I remained unaware of Jack’s max zoom, until recently, when I read his biography, written after his death to cancer.  He did tell me later that he fell out of a zoom, but I assumed it was one of his lower altitude flights, possibly the one the afternoon I completed mine, since I was unaware that he didn’t zoom then. He also informed me that Lockheed tested the RCS and discovered it was improperly connected, so I was satisfied to continue the project without any further actions. 

Jack and his big boss, Jack Real, one of the long-time great test executives of Lockheed, came to Edwards and presented me a plaque for my record flight, a couple of months later and Jack, such an unassuming guy, never mentioned that he virtually tied my record.

It seems impossible that both he and the company would have ignored my write-up and flown the airplane, twice, before finding their wiring error, which could have been noticed in any careful ground firings, and I don’t believe either would have allowed it. 

I recently read a very brief biography of Jack and learned he studied basic engineering at the University of Saskatchewan in 1945 and the Empire Test Pilots School (British) in 1952.  Obviously, based on the times, neither of these would have included studies related with space flight and controls, as our own TPS did not, even in 1963.

I recently discussed Jack Woodman with NASA astronaut Vance Brand (Commander and Pilot of multiple Shuttle flights) who was a fine young Lockheed test pilot, working with Jack at that time.  He described Jack in glowing terms, an opinion I share with Vance. He went on to say Jack did not delve into engineering aspects in detail.  He was more inclined to rely on the engineers for a test plan, study and understand it, and then worked hard to perform it well.  It never occurred to me until later that the technically and mathematically inclined Lockheed engineers, who designed and sized the RCS, may not have envisioned how it related to piloting the AST, but assumed Jack would relate to them, instead.  I conclude it’s most probable that Jack’s unfamiliarity with the dynamics of space flight and control systems caused him to lose control of the AST, even though the wiring problem had been corrected before the flight and the RCS performed properly.  That conclusion is supported by another such event, which occurred less than two months later, with another test pilot who did not understand the uniqueness of space dynamics and control.

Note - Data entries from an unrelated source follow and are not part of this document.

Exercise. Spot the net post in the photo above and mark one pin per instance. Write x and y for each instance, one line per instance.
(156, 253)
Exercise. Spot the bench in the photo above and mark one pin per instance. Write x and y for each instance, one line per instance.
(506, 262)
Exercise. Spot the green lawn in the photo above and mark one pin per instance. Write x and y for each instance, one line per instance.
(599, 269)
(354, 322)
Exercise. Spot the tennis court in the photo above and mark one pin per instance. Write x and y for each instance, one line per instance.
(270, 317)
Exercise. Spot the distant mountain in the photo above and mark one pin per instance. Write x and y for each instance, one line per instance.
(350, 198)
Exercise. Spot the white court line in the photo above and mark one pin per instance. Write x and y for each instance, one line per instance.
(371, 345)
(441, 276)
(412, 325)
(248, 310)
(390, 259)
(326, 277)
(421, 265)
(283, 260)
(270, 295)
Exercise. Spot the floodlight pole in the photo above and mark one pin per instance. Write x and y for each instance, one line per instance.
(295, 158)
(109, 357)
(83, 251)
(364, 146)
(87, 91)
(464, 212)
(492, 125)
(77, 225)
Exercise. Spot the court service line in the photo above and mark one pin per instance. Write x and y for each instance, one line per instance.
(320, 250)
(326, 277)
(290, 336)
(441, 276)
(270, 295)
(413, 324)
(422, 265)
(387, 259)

After the RCS was corrected, I never had any problem with the RCS when flying within the recommended max profile, until I intentionally exceeded the instrument limitations.  The AST was not easy to fly but was designed only to train technically expert test pilots, and it performed as intended.  I did note a continuing coupling of axes in yaw and pitch, but not of significant magnitude after that first flight. The aircraft was exceptionally well qualified for the intended mission.

I never had benefit of data collected from my flights, or anyone else’s until after I had flown my final max zoom, however, when data were finally reduced on the last two zoom flights ever flown, those by famous test pilot Chuck Yeager, the gyroscopic effects, which couple them, were identifiable in his data from those two flights, which will be discussed further.  Finally, I understood why I was always having to work at controlling yaw so much more than I had expected.

Another of my recent discoveries is merely of incidental historical interest. Jack’s direct boss in Lockheed test was Ed Brown, who later tested the zero launch take-off (ZEL) which launched the German F-104G, from a stationary truck with a large jet-assisted-takeoff rocket attached to it. Ed flew his only flight a day after Jack’s final incident. That flight may have been a sop to a supervisor, who wanted to try it out, but who also remembered Jack’s difficulty just the day before, since he quit zoom attempt and flew only to 67,000 feet, meaning an abort almost at the very start of pull-up. Joint testing thus ended on 24 Oct 1963.